Our struggle is far from over. If anything, the need for vigilant consciousness as Indigenous people is stronger than ever. Reconciliation is recolonization because it is allowing the colonizer to hold on to his attitudes and mentality, and does not challenge his behaviour towards our people or the land. It is recolonization because it is telling Indigenous children that the problem of history is fixed. And yet they know through life experience that things have not changed and are getting worse, so they must conclude I am the problem.

If reconciliation is allowed to reign, our young people are going to bear the brunt of this recolonization and carry a tension inside of them that is very difficult if not impossible to live with – indeed we are already seeing the sickening results of this psychological war on our young people in the shocking and recurring waves of self-harm and suicide that affiict every one of our communities.

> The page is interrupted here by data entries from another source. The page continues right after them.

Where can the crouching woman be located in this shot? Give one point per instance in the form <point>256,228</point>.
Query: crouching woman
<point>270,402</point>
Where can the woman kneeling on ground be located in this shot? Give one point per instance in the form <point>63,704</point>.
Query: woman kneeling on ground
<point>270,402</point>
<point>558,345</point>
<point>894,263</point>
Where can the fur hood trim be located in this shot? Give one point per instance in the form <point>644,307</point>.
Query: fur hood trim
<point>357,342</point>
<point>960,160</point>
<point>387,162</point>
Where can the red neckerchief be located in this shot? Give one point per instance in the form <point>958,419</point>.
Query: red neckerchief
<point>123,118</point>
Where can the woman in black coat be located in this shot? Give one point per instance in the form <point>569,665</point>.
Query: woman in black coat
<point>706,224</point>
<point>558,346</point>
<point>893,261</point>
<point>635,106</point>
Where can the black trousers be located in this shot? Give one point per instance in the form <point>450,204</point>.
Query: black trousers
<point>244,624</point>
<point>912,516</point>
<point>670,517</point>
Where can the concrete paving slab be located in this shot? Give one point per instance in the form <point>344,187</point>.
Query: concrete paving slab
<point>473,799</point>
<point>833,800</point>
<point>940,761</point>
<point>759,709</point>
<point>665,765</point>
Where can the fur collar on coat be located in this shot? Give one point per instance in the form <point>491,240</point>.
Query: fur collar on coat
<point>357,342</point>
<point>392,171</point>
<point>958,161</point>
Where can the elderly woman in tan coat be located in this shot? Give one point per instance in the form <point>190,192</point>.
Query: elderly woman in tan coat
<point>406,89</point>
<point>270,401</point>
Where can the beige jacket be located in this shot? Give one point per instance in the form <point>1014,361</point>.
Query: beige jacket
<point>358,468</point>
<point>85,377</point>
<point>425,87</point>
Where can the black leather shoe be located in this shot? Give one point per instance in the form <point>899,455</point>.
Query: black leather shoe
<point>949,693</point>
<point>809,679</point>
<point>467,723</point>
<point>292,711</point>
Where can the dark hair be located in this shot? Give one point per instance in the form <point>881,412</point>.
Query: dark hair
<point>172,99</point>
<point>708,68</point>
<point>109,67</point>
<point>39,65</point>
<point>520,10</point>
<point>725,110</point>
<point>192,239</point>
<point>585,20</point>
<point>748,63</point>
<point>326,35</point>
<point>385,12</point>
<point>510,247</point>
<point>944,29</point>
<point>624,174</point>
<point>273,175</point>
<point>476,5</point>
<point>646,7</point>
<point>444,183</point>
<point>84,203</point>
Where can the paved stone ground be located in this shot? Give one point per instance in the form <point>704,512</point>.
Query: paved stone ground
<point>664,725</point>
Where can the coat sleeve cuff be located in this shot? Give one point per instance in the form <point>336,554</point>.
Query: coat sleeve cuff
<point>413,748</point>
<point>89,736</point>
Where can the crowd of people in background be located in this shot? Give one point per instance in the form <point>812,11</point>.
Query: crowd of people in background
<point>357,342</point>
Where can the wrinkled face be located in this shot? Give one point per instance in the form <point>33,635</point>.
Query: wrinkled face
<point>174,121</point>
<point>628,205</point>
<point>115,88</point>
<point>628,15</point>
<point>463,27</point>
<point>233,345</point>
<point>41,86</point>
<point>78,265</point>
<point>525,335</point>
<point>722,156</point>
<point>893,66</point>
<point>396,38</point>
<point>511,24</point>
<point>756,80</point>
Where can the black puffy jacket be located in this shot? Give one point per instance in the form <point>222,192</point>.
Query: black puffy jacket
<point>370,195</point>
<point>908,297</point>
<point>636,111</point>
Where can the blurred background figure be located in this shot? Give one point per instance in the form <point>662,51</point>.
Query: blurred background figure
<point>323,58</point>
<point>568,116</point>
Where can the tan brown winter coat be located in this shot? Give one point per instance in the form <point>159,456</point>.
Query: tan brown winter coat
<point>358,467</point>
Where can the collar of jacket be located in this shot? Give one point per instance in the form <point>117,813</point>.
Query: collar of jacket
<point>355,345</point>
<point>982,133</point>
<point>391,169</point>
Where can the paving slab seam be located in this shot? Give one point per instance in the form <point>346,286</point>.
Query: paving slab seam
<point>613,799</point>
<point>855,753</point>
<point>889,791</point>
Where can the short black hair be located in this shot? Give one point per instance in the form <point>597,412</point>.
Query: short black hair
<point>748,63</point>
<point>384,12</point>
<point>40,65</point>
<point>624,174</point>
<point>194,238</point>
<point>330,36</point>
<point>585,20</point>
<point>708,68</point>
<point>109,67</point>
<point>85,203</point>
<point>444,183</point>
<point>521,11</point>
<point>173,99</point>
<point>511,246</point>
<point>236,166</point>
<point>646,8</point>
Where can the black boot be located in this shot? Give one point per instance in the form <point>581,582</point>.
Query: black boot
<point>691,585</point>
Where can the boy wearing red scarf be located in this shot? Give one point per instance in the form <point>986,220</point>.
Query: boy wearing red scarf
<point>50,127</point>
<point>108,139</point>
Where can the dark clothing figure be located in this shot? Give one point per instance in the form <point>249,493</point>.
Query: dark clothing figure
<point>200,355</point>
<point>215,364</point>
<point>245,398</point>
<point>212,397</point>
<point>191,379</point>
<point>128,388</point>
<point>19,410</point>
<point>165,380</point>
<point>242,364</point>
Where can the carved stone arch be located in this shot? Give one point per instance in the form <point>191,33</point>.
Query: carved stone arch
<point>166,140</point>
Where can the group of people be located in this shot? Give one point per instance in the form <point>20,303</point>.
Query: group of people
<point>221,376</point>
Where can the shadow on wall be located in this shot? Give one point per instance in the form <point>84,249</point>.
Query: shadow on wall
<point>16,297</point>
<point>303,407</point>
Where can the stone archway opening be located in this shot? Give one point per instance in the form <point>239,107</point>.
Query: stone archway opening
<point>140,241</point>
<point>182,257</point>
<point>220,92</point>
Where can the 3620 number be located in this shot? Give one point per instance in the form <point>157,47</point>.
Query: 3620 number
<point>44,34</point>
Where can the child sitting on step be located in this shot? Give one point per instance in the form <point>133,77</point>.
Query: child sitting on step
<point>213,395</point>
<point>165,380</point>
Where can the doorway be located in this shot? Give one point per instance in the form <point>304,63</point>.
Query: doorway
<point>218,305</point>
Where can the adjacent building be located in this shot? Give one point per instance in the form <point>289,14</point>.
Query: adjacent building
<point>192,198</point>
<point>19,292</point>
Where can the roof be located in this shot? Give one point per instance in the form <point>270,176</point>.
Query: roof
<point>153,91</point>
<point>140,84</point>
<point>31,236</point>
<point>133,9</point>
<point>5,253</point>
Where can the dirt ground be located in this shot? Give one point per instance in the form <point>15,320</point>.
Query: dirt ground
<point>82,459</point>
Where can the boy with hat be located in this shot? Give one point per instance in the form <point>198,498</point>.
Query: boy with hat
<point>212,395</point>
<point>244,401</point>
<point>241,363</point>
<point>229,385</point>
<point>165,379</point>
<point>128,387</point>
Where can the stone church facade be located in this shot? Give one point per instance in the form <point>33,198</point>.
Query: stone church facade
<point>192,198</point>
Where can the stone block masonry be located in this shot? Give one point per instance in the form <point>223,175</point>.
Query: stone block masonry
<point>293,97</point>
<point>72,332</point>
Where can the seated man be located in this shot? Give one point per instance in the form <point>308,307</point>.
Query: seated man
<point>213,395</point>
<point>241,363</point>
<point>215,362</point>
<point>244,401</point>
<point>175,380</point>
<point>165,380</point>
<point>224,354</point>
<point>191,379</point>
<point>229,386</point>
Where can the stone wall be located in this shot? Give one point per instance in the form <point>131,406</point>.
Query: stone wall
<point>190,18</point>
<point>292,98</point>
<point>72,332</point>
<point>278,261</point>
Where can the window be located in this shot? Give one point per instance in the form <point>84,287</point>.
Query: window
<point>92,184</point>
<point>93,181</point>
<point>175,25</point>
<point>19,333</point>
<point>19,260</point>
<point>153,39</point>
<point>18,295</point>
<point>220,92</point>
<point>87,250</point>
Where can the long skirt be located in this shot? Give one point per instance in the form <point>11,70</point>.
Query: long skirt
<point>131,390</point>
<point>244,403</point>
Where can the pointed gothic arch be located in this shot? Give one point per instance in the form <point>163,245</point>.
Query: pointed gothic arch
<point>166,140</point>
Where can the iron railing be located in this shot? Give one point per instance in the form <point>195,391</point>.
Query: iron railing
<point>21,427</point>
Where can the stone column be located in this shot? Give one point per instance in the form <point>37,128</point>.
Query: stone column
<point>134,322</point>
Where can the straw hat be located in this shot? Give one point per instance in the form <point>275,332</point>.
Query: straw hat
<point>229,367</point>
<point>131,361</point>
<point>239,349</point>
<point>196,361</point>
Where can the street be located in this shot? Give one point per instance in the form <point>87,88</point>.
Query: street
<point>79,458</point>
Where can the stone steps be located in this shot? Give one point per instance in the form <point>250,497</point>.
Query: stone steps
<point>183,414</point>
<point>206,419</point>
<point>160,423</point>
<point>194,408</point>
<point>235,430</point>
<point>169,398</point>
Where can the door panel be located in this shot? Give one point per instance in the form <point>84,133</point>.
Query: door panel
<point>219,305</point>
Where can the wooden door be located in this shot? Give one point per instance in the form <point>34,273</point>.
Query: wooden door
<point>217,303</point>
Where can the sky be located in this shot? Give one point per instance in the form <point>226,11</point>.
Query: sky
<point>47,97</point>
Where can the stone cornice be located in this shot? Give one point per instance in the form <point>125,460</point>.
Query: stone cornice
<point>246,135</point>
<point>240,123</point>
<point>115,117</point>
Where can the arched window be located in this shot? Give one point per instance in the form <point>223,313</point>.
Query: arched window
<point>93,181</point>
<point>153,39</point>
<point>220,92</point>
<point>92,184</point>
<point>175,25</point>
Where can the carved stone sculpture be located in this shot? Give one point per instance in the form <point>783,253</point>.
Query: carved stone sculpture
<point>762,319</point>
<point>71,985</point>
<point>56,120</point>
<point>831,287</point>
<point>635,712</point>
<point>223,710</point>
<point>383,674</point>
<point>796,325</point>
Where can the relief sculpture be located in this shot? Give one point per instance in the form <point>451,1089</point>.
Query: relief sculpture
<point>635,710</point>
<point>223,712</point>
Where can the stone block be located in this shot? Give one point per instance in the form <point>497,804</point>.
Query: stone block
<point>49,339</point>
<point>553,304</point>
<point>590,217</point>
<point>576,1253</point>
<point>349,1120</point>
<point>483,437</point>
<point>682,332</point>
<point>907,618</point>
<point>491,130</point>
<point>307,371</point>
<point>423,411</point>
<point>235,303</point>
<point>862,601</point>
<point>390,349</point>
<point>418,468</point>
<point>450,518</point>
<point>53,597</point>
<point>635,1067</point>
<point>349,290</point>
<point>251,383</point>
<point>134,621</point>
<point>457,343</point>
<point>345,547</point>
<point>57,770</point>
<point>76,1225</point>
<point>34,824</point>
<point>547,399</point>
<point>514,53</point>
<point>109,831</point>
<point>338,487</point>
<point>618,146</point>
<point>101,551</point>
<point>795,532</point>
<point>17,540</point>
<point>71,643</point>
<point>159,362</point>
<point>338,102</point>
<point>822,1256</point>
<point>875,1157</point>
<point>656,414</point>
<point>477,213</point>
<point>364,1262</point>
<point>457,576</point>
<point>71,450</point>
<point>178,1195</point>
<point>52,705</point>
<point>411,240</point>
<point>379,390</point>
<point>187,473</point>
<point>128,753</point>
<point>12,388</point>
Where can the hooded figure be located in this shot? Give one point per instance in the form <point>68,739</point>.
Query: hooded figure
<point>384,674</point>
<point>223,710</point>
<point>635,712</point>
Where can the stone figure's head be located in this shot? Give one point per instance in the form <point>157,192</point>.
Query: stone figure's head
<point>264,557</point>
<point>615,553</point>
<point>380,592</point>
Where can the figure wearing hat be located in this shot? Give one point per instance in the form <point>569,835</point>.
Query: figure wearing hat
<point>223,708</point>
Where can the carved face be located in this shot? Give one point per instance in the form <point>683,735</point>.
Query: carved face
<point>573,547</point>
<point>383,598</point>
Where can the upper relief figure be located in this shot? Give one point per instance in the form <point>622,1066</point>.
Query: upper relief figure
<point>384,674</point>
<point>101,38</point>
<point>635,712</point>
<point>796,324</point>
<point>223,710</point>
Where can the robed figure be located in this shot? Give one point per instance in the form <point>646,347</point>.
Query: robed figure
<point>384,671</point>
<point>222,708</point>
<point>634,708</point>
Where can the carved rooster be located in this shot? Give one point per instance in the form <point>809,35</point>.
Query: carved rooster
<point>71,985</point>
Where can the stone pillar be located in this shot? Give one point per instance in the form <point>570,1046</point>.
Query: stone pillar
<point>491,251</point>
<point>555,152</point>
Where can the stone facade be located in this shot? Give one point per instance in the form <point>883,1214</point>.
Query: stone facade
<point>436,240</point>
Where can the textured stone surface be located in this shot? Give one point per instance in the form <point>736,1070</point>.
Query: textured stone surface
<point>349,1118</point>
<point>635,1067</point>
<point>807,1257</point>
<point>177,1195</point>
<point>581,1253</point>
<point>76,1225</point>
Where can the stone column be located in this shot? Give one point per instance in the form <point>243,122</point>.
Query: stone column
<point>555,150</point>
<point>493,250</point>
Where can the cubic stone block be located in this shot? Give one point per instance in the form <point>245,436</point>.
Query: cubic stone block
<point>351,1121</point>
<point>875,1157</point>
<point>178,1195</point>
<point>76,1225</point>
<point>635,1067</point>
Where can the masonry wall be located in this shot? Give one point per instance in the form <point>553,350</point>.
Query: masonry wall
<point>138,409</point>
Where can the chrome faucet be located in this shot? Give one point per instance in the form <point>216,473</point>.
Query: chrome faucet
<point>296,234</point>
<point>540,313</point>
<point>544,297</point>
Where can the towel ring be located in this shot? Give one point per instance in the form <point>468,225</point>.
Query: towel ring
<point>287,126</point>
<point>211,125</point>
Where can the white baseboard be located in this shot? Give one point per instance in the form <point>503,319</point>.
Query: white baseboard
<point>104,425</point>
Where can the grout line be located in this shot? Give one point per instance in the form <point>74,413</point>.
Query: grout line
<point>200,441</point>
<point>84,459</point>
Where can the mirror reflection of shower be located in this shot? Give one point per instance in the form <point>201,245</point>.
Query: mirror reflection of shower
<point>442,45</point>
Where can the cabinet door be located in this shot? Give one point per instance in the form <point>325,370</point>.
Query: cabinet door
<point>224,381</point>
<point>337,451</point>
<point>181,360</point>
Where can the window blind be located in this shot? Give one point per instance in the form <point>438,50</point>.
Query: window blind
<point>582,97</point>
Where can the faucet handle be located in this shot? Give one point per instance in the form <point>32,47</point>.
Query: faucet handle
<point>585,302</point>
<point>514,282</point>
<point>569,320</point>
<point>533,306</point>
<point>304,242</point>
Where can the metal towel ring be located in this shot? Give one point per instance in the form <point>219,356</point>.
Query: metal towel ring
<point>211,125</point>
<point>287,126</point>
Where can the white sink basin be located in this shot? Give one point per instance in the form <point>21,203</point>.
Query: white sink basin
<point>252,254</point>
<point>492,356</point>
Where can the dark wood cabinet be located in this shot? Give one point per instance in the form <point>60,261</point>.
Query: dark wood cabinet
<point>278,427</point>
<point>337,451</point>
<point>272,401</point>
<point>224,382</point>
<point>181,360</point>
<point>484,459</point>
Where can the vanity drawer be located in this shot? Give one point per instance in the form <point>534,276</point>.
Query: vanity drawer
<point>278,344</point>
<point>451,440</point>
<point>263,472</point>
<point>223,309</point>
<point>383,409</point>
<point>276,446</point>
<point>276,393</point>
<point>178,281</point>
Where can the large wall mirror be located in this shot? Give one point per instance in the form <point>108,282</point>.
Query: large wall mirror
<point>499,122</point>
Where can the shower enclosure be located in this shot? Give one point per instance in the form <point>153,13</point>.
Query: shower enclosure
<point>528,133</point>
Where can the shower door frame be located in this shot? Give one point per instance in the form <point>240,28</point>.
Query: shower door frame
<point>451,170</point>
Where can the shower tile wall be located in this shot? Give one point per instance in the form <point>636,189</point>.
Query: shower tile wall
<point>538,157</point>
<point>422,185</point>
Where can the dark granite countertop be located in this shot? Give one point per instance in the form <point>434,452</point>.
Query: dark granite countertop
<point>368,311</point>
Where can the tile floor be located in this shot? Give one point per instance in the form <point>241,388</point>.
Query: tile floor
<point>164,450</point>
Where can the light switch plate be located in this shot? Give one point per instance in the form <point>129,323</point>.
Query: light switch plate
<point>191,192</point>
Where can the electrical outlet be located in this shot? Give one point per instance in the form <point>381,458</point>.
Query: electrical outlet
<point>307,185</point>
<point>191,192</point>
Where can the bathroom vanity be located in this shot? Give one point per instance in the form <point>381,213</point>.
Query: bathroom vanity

When you are told that you are Indigenous, that this is your land, that you have a spiritual connection to this place and that your honour, health and existence depend on your relationships with that river, those animals, those plants, when you are told that this is the right and good way to live and you are held to account for that culturally and spiritually, and you’re not able or allowed to live out any of that… What happens to a person, a spirit, a mind? What emerges is not peace, power and righteousness but a mass psychopathology characterized by discordant identities, alienated personalities, and worst of all a culture of lateral violence fueled by unresolvable self-hatred. Sadly, this is becoming typical among Indigenous people, and typical I think of the societal reality that will form in the era of reconciliation.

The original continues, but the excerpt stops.